The artist Danny Sillada and I have been discussing short poems and what is uniquely challenging about writing a poem that is complete in its language and emotional arc, but brief in its number of lines. Yesterday, the poet Vijay Seshadri suggested I look up the poet Jean Valentine, who is a writer of short poems. I found this poem on her site:


Once there was a woodcutter,
when he asked me to marry him
the woman in the grocery store said
You look like you lost your last friend.
First love!
When we broke up
it was as if the last egg in the house
got dropped on the broken floor.
This world is everywhere! The woman said,
You won’t go unsampled!

Jean Valentine

This poem is replete with the energy of love and despair and, finally, hope. The interaction between the two women--one young and dealing with the loss of her first love, and one older and wiser and knowledgable in the world--is sweet and totally believable. My favorite lines are the last two: "This world is everywhere! The woman said, / You won't go unsampled!" She assures the young woman, in the most joyful, encouraging, way, that "there are more fish in the sea," and that, like the morsels of food in her grcoery store, the young women will surely be "tasted" by others.

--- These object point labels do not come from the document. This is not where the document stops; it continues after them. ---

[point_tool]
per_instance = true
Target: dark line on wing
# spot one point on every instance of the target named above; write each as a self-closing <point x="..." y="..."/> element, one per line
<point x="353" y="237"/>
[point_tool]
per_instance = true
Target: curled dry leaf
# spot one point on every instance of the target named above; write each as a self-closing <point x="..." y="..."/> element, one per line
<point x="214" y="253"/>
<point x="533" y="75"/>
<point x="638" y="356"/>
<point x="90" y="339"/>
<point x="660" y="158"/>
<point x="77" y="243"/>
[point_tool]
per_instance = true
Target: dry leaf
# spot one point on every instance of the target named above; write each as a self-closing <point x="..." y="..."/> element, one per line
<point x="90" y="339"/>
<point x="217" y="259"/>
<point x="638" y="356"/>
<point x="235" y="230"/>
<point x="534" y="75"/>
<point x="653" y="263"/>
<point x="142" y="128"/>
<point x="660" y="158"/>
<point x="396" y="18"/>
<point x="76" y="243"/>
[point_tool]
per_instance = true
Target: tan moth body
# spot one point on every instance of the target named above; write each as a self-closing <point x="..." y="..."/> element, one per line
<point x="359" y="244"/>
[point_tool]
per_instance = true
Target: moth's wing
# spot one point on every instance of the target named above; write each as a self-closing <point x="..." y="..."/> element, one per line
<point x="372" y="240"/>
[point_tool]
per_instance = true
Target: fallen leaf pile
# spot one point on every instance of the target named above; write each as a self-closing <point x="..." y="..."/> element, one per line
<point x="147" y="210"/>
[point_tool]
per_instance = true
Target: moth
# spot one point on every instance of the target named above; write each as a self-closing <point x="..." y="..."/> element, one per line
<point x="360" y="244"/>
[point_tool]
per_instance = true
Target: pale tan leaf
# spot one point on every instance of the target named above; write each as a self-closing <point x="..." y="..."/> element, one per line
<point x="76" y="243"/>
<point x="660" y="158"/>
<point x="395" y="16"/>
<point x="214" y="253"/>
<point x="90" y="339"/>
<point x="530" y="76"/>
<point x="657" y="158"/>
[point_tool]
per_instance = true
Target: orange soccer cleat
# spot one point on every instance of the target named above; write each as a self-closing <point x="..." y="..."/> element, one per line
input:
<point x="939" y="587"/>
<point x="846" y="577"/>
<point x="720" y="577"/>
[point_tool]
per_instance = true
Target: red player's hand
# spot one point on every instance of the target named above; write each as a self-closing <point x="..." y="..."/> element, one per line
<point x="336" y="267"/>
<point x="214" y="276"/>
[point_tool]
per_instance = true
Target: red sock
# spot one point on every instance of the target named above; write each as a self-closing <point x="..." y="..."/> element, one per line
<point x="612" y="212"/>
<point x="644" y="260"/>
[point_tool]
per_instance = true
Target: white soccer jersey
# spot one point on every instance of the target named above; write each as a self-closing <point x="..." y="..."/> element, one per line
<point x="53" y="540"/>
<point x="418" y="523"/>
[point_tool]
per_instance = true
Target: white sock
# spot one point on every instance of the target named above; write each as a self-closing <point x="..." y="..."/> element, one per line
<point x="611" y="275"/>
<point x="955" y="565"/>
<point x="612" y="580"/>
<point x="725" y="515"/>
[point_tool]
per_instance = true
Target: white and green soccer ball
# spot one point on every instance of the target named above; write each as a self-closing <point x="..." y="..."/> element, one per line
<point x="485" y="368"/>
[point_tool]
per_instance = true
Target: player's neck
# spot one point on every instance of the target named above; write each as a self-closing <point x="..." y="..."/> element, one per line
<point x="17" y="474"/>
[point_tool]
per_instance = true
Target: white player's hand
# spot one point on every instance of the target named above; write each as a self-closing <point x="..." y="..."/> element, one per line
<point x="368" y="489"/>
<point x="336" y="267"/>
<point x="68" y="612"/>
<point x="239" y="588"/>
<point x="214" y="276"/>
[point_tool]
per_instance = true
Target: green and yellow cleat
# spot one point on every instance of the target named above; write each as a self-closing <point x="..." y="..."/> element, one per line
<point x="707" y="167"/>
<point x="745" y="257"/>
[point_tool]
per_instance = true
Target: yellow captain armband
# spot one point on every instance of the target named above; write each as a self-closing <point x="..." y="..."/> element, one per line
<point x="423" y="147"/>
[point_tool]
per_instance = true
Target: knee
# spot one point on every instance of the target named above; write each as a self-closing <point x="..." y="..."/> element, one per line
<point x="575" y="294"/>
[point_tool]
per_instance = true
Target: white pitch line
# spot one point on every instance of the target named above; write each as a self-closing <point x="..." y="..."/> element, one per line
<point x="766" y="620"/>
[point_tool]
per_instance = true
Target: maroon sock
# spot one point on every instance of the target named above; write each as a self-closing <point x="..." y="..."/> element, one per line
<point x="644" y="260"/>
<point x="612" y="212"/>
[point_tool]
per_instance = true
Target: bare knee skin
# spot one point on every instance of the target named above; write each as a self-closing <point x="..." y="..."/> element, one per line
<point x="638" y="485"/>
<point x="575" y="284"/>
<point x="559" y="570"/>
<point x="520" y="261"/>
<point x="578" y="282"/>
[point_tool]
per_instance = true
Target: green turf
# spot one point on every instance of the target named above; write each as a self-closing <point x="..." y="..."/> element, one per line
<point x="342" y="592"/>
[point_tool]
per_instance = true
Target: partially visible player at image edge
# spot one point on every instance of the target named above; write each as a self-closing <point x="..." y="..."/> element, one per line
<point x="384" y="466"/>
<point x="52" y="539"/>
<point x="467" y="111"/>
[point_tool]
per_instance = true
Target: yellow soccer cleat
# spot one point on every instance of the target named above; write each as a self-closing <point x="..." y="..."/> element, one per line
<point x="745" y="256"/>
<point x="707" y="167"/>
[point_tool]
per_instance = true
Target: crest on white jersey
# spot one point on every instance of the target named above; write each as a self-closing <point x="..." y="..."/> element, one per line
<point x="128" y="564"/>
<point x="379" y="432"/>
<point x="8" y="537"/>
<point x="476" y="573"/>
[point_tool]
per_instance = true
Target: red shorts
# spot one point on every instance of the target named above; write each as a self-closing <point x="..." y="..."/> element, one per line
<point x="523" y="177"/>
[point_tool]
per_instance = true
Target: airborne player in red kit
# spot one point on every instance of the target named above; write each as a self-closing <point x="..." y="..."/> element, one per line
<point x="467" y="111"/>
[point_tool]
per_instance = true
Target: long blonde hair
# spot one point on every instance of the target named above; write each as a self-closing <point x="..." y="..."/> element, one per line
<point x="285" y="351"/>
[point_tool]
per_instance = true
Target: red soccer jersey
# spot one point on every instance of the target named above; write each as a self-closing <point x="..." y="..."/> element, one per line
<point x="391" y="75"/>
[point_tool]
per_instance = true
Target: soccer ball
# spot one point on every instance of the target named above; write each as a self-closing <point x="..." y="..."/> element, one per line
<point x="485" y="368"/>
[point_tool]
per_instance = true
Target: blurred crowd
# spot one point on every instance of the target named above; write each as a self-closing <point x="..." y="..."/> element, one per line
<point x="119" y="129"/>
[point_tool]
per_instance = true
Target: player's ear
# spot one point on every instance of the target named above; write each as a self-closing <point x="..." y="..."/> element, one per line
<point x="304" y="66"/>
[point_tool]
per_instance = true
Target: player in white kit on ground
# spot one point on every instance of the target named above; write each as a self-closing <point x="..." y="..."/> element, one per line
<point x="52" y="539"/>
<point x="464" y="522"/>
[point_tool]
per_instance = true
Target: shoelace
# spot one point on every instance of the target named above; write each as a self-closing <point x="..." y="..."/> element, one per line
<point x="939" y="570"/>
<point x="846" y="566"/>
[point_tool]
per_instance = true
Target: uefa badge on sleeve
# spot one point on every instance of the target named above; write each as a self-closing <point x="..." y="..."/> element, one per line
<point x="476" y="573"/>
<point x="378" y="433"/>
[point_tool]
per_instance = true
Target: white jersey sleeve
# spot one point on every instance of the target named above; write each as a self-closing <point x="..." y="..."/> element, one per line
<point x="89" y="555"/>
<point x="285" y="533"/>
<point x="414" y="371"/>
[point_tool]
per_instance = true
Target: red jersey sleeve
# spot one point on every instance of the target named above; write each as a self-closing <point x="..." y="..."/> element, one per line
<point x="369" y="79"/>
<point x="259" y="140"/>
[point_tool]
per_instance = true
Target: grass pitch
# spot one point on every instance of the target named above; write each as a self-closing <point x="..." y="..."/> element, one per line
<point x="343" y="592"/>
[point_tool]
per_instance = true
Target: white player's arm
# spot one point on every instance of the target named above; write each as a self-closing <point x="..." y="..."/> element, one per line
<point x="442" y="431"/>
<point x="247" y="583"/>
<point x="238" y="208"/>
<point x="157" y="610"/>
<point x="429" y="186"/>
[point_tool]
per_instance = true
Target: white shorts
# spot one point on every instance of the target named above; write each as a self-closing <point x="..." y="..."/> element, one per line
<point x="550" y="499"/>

I cannot escape, however, the older woman's characterization of the younger woman as object in the sentence, that she will "be sampled" by others rather than "sample" others herself. It is a complicated ending to me, as I'm not sure that the young woman has gained any power through her experience. I would prefer that she go out and discover the "everywhere-ness" of the world and taste it through her own will; but perhaps that ending would be too easy. Perhaps there is a prescience in the grocer's words about the younger woman's fate.


Danny Sillada said...

This poem’s impact is similar to “The Red Wheelborrow”; the voice is concrete and real, accessible to the reader with no complex imagery. If you are aware of traditional Chinese poetry, and I think you are, I would describe the above poem like a butterfly that just passed by and then flew away leaving you that beautiful feeling inside. That’s the beauty of short "accessible" poem.

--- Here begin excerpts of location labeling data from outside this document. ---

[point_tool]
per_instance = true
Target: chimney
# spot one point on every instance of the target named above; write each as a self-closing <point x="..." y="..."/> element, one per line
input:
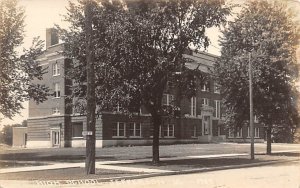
<point x="51" y="37"/>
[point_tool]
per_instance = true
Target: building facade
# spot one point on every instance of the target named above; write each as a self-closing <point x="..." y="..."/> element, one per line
<point x="53" y="124"/>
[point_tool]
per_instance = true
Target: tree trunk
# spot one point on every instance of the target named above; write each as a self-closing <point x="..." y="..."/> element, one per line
<point x="91" y="104"/>
<point x="269" y="140"/>
<point x="156" y="119"/>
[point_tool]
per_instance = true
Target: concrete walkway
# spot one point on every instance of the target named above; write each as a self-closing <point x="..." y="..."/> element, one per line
<point x="111" y="165"/>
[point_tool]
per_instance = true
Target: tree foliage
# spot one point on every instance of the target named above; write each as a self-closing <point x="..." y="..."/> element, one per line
<point x="17" y="71"/>
<point x="138" y="48"/>
<point x="266" y="31"/>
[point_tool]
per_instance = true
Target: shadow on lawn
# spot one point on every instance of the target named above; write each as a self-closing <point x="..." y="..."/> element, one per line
<point x="36" y="156"/>
<point x="191" y="164"/>
<point x="286" y="154"/>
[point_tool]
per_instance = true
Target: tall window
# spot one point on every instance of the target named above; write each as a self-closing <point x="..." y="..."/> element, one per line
<point x="169" y="130"/>
<point x="55" y="69"/>
<point x="194" y="131"/>
<point x="230" y="133"/>
<point x="239" y="133"/>
<point x="168" y="99"/>
<point x="206" y="124"/>
<point x="152" y="128"/>
<point x="119" y="107"/>
<point x="248" y="132"/>
<point x="256" y="132"/>
<point x="217" y="113"/>
<point x="205" y="102"/>
<point x="119" y="129"/>
<point x="205" y="87"/>
<point x="56" y="111"/>
<point x="77" y="128"/>
<point x="56" y="90"/>
<point x="216" y="87"/>
<point x="219" y="131"/>
<point x="193" y="106"/>
<point x="135" y="129"/>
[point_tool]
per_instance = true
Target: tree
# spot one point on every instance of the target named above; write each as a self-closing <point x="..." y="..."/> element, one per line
<point x="17" y="71"/>
<point x="268" y="33"/>
<point x="138" y="46"/>
<point x="88" y="42"/>
<point x="158" y="34"/>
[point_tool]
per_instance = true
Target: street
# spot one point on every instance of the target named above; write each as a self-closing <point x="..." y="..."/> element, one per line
<point x="276" y="176"/>
<point x="135" y="152"/>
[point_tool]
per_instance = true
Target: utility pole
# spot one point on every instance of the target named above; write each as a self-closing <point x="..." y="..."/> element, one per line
<point x="91" y="103"/>
<point x="251" y="108"/>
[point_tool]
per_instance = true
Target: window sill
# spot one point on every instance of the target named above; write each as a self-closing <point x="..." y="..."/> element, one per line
<point x="118" y="136"/>
<point x="77" y="138"/>
<point x="135" y="137"/>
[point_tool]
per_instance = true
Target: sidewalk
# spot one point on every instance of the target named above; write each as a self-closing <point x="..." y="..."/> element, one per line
<point x="107" y="164"/>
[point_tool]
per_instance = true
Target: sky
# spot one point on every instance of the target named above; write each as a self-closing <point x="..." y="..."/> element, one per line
<point x="42" y="14"/>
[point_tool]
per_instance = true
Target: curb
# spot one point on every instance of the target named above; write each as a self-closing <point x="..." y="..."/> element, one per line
<point x="202" y="170"/>
<point x="126" y="178"/>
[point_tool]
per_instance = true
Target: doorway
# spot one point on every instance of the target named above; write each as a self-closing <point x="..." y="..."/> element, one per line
<point x="55" y="138"/>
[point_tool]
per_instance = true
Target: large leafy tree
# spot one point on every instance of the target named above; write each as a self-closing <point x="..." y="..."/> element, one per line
<point x="17" y="71"/>
<point x="158" y="34"/>
<point x="264" y="34"/>
<point x="138" y="47"/>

I think this kind of poem fits to my description of my ideal poetry in my essay on “Finding New Meaning in Po-Mo Poetry” with brief excerpt below:

“I believe that poetry is a dialogue between two souls, a conversation that whispers in the readers’ private and intimate encounter with life. And, poetry, as a dialogue and revelation, it also reveals the founding of truth reflecting the realities that matter in the readers’ own quest for truth. Poetry should not alienate and neither self-conscious nor intellectual because it is a universal language supposedly accessible to every human being.”

Thanks Amy.

Andrew said...

I read it a couple of times and got different senses of the relationship of the girl with the woodcutter. My final impression is that she was sad when he asked her to marry him, then saw the world as her oyster (if you'll pardon the cliche) after the breakup. I see it as ending in hope.

J.B. Rowell said...

I love the quote - Danny - I've been realizing that the poetry I enjoy most is really just what is unsayable face to face.

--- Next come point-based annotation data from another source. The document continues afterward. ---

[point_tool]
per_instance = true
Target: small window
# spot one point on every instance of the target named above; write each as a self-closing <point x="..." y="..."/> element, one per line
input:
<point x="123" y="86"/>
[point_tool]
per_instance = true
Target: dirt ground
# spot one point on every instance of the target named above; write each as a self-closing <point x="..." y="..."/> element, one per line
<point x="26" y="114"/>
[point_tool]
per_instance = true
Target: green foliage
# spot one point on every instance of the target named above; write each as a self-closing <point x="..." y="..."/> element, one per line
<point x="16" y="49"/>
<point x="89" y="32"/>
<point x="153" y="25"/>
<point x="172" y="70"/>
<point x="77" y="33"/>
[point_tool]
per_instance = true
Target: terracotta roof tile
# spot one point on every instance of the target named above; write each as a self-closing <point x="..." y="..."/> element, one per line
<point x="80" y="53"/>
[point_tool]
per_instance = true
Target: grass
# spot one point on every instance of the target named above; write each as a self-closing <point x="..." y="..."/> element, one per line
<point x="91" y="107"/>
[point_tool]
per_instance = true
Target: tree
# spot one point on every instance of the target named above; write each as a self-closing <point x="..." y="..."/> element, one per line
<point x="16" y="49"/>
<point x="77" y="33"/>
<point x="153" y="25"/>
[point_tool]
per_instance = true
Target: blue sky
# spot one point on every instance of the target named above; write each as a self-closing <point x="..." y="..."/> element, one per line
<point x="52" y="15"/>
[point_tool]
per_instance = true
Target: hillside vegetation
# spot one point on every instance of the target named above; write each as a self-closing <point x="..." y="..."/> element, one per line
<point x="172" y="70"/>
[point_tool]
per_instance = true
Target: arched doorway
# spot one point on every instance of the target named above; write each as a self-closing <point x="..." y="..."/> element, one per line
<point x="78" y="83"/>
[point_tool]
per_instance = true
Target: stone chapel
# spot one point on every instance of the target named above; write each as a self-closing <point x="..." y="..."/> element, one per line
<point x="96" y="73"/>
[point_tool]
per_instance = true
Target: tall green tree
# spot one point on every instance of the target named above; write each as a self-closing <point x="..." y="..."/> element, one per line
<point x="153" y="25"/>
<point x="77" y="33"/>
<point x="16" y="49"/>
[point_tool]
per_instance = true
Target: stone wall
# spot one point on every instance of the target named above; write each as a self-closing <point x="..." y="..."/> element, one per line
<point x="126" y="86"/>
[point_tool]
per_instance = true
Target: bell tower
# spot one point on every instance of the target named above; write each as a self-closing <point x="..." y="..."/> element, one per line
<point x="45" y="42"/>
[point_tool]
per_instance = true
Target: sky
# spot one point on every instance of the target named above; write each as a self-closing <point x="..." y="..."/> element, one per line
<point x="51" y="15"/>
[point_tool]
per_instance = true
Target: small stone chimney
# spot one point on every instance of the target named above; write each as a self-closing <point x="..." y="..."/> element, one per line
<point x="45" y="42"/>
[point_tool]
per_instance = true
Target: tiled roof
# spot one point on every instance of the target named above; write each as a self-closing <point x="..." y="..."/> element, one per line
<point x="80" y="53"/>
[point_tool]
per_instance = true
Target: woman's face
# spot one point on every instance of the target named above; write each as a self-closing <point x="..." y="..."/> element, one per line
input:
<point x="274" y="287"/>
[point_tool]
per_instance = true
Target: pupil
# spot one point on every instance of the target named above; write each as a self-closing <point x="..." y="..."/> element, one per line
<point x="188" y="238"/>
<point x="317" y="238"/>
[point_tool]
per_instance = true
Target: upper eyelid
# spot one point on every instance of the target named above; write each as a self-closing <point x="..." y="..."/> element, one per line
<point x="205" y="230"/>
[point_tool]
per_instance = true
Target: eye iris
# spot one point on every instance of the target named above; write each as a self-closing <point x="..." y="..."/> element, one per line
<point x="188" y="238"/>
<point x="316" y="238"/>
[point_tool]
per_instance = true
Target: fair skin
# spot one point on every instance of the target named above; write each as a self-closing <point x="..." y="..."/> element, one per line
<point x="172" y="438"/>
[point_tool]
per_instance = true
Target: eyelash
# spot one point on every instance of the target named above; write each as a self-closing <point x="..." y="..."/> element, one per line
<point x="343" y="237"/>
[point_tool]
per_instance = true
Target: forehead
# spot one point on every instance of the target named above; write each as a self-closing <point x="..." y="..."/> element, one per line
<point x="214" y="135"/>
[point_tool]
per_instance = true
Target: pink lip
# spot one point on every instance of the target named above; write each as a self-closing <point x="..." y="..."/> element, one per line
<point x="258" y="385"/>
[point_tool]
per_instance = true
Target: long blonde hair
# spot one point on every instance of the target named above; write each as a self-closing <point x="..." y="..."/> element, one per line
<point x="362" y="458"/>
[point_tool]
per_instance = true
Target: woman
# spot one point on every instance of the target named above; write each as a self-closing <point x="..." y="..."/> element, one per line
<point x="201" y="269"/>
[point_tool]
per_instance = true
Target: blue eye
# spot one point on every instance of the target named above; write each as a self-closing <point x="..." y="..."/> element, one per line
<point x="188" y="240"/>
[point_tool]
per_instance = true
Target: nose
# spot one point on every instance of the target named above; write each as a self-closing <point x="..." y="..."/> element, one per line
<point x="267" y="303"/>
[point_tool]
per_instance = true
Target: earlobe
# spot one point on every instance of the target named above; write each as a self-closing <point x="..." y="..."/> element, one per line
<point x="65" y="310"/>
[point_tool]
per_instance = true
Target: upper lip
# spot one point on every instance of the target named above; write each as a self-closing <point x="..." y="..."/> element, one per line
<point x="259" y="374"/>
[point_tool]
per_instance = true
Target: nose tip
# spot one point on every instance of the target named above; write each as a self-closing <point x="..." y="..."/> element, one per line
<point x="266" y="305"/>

I was thrown off by all of the ! (3) in such s short poem, it took away from the power in its compactness. Also, the egg breaks on the broken floor - interesting.

As for the ending, I'm starting to get that the world will come sample us, no matter how we try to hide ourselves (and our hearts).

Amy said...


I also get the sense that she was sad to find herself engaged. Perhaps, at that time, she thought it was her only option.


Exclamation points always seem controversial in poetry. I like them here, because the play out the passion of first love, and show how that passion can be a passion for life, as evidenced by the grocer's words.

lavender said...

I sense that the friend she lost is herself, since marriage is akin to giving one's self away. I also relate to the idea of being “sampled.” Another person notices you, is interested in you, wants to explore what you are about. The desire for this is the desire to be appreciated. What troubles me is the acceptance of the coming and going of romantic experiences and the pain of that, instead of a hope for a lasting relationship. To be sampled is a superficial form of love, too selfish for me to call it true love. The desire to be appreciated and celebrated in romantic love, though, even for a moment, is strong enough to make many put all their eggs in that basket.

Any thoughts as to why her beloved is a woodcutter? My first thought is tied to the destructive nature of cutting, but also the constructive uses of the cut wood. The wood is no longer in its natural, untouched state, but now has a range of new uses.